The Plaid Cymru leader told the chamber: “The restoration of devolution in Northern Ireland is a moment to be celebrated, and I wish our friend Michelle O’Neill all the best in her role.”

He said the DUP “spurning” dual access to the EU and UK markets in recent months was hard to stomach as “that’s the kind of position that we would give our right arm for”.

Mr Iorwerth, who represents Ynys Môn, raised concerns about the £3bn financial package that underpins the agreement.

During plenary on January 31, he said the deal clearly appears to offer Northern Ireland a more preferential settlement as he called for clarity on any consequential funding.

Mick Antoniw, for the Welsh Government, stressed the devil will be in the detail that follows the “framework” paper, entitled Safeguarding the Union, published by the UK Government. 

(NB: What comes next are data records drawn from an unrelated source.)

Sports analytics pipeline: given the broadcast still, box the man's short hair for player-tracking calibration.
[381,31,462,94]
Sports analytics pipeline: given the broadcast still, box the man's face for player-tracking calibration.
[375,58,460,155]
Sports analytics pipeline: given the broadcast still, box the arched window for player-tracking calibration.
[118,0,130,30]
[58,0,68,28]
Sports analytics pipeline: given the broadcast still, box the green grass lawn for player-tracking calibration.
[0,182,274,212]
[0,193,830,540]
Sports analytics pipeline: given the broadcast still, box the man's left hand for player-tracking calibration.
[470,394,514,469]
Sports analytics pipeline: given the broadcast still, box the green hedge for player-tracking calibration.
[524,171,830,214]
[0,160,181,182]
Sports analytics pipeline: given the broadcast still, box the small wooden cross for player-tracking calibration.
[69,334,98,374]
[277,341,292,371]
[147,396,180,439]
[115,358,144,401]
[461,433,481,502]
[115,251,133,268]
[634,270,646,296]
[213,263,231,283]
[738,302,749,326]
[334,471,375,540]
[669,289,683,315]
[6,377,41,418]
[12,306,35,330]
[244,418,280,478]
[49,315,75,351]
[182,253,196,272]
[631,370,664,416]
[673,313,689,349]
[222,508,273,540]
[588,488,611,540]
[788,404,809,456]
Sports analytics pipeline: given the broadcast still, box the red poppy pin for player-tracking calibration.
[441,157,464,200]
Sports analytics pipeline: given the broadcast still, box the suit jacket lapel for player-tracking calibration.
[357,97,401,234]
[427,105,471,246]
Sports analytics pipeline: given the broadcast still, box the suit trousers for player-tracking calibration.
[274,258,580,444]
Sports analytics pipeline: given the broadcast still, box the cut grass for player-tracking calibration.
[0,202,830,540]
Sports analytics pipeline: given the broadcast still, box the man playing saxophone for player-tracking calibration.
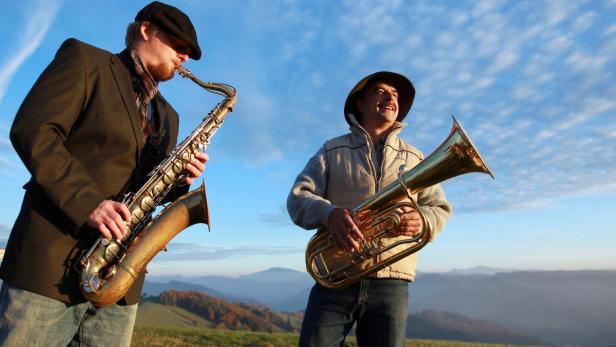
[0,1,208,346]
[287,71,451,346]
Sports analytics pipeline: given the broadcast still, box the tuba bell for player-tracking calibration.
[306,117,494,289]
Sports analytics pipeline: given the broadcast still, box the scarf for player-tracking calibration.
[130,49,158,143]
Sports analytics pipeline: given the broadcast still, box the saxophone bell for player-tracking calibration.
[77,66,236,306]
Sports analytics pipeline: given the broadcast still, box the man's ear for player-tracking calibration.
[355,98,366,114]
[139,21,153,41]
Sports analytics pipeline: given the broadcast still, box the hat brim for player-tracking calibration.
[344,71,415,125]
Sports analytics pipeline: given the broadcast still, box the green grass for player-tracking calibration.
[131,326,540,347]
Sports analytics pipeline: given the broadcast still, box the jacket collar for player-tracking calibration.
[348,113,406,144]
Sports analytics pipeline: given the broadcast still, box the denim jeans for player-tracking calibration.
[0,282,137,347]
[299,278,408,347]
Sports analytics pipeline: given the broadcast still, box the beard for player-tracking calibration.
[148,63,175,82]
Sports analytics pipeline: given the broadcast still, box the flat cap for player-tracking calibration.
[135,1,201,60]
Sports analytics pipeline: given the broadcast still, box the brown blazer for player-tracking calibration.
[0,39,183,304]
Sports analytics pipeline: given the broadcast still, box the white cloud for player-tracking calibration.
[489,51,518,73]
[0,1,61,102]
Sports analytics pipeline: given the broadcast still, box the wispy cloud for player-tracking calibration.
[241,1,616,213]
[0,1,61,102]
[150,242,305,262]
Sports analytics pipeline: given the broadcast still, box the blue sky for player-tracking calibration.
[0,0,616,276]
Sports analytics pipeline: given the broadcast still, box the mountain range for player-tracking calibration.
[136,290,546,345]
[144,268,616,346]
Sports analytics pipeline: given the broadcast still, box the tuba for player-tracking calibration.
[78,66,236,306]
[306,117,494,289]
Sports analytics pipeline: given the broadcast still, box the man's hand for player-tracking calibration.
[186,151,210,185]
[394,206,423,236]
[86,200,130,240]
[327,207,364,251]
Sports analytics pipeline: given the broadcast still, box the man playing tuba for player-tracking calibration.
[287,71,451,346]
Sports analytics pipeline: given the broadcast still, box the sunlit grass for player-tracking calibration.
[131,326,540,347]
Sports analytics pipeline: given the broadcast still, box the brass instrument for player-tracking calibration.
[306,117,494,289]
[79,66,236,306]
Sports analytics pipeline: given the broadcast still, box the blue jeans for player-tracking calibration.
[299,278,408,347]
[0,282,137,347]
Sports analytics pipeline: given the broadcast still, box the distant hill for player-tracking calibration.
[146,268,314,311]
[152,290,303,332]
[409,271,616,346]
[136,290,545,345]
[146,268,616,346]
[406,310,546,345]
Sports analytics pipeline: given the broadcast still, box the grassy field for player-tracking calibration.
[131,302,540,347]
[131,326,540,347]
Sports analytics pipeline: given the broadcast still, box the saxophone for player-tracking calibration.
[78,66,236,306]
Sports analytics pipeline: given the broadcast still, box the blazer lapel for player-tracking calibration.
[110,55,144,161]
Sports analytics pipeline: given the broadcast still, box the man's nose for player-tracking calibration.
[178,53,188,63]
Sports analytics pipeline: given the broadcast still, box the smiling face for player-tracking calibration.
[135,22,190,82]
[356,82,399,129]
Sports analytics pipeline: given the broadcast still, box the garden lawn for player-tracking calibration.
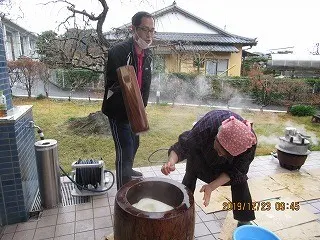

He said: “It’s very clear that some of that sum that is made up relates to past pay deals, past consequentials that have already been received around the UK, but were unable to be implemented within Northern Ireland.

“It’s not clear whether all that’s really happening is the backlog of all those is being accumulated together in order to make up for the past couple of years.”

Mr Antoniw agreed there will be important financial and constitutional consequences for Wales, saying: “The Barnett formula is part of our constitutional make-up. 

“I’m very pleased to see the talk about the establishment of a needs-based formula. How long have we been arguing for a needs-based formula for Wales?”